Kitai took a deep breath—which still felt great—and fired the device.

He waited for confirmation that the signal had been sent but was greeted with silence. Lowering his arm, he studied the device, and right above the red light in the center were the words
signal interference
.

Within the forward section of the
Hesper
, Cypher watched the readouts and was disheartened to see the words
signal interference
flash repeatedly. He was frustrated and angered that this was happening, but while he had the energy and focus, he would be damned if he’d just sit there doing nothing to help. His fingers stabbed at the command controls near him, and a holographic map appeared. The dozens of flying probes continued to transmit signals that the computer assembled into a three-dimensional relief map of the topography where Kitai stood. He narrowed the focus and spotted a mountain shape just past the blinking dot that represented his last best hope.

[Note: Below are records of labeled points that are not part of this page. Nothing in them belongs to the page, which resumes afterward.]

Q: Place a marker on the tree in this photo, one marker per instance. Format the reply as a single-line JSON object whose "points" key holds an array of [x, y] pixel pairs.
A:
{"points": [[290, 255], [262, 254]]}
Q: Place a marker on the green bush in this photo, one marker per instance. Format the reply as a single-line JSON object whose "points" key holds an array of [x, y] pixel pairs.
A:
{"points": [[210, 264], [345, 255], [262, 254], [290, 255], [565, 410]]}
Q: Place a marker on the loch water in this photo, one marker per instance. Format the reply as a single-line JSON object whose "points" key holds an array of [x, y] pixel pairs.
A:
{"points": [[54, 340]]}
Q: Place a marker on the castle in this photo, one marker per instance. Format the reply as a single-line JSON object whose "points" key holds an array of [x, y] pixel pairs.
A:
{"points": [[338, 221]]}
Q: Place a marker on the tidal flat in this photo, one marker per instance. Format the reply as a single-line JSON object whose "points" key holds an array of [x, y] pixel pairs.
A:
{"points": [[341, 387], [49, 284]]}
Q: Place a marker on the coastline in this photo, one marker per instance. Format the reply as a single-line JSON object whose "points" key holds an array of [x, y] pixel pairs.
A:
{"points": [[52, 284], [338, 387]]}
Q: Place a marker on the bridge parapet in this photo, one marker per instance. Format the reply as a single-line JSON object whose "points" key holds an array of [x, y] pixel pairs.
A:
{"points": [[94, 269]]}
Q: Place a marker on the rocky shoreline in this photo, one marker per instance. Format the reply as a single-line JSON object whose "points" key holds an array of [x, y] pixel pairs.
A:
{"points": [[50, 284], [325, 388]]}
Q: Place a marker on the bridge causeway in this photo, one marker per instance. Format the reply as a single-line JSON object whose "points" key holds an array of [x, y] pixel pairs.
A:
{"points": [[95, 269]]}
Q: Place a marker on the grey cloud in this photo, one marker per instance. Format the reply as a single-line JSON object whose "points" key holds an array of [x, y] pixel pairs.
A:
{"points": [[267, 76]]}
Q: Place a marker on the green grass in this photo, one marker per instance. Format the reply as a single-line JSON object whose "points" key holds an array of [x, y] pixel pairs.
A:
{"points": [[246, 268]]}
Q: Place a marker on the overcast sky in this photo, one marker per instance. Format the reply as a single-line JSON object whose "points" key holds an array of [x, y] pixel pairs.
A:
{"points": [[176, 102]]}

Another adjustment was made, and the image was now that of his son. Kitai looked fit and whole, which pleased Cypher, but then he saw the boy throw his backpack away from him. He moved about, arms flailing and mouth wide open, screaming words Cypher could not hear. If anything, it reminded him of the temper tantrums Kitai had had when he was a toddler. Cypher knew he couldn’t stop the useless behavior even if he understood it, but he still whispered, “Take a knee, cadet.”